CONTEXT FOR THE QUESTION

I'm porting animations between two video games from the same developer that use mostly the same skeleton and coordinate system. So in general, data can be ported from the source to destination exactly as it is. However, while both games use Euler angles to represent bone rotation data, the source game uses all 3 angles for every bone, but the destination game only allows for 2 angles for some of the bones while the remaining angle is always 0.

For now I'm specifically interested in character arms that mainly consist of the following bones: shoulder, upper arm, forearm. Shoulder uses 2 angles (pitch, roll), upper arm uses 3 angles (yaw, pitch, roll), forearm uses 2 angles (yaw, pitch). Angle order for all the bones is YXZ (yaw, pitch, roll).

THE QUESTION

Having data for all 3 angles for all 3 arm bones from the source game, how do I convert it to the destination game's format by discarding shoulder's yaw data and forearm's roll data but modifying all the remaining data to achieve the best possible visual match to the original animation?

Is it at all possible to calculate something like this? I'm thinking it should be possible since the games share a lot of animations that look the same visually. So the developers must have had some kind of way to discard some of the data and compensate for it by modifying other values.

I have managed to do it manually for one frame by experimenting with different values but obviously it's not viable to do if for every frame in many animations.

For example, in this frame the original data is (in degrees, the order is yaw, pitch, roll):
Shoulder 4.22, -11.25, -105.47
Upper arm -11.25, -29.53, -45.00
Forearm 21.09, -30.94, -111.09

My modified data:
Shoulder 0.00, -11.25, -105.47
Upper arm 49.22, -29.53, -45.00
Forearm -105.47, -98.44, 0.00

What the result looks like (look at the left arm only).
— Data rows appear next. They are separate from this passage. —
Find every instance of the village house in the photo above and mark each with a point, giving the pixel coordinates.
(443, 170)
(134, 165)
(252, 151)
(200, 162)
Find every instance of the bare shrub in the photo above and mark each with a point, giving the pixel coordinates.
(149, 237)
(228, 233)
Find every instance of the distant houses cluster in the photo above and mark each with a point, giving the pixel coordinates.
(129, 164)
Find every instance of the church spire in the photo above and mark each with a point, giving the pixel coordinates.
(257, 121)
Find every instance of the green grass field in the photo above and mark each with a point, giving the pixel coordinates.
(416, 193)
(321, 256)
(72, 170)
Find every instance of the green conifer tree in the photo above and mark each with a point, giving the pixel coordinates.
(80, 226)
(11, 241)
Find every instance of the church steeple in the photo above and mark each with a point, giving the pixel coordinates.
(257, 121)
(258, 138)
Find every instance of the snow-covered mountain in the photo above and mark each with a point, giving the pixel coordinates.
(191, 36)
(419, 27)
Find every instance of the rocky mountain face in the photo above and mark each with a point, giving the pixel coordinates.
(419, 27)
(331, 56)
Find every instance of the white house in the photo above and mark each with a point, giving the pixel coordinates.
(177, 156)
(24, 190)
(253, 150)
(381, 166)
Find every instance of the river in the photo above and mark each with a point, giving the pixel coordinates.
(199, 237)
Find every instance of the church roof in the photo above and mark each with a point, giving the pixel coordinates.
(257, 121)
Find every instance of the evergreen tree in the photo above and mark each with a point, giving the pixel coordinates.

Of course, it won't be an exact match but something like this is close enough for me if I can automate the process.

https://i.sstatic.net/XWepsVJc.gif
is this not just the standard 3d to 2d that is used in 3d graphics which display on a 2d screen?
that is just done with matrix transforms & projection tricks. Its well known -- try looking it up from that side (as if you were writing your own graphics engine)
It looks to me like the rotations are simply discarding a coordinate from the transformations?

Assuming a 3-vector for the bone rotations, the transformation matrix is the same — except you do not rotate the axis that remains stationary.


Projection onto a 2D surface is a different transformation, but uses the same-sized transformation matrix. The way you set it up is a little tricky, though.


Any decent OpenGL-based renderer will have this kind of stuff built-in. You don’t even have to pretend the 3D stuff is 2D — just give it to OGL and it’ll do the projections for you. You’d only need to mess with the rotations in the 3D space.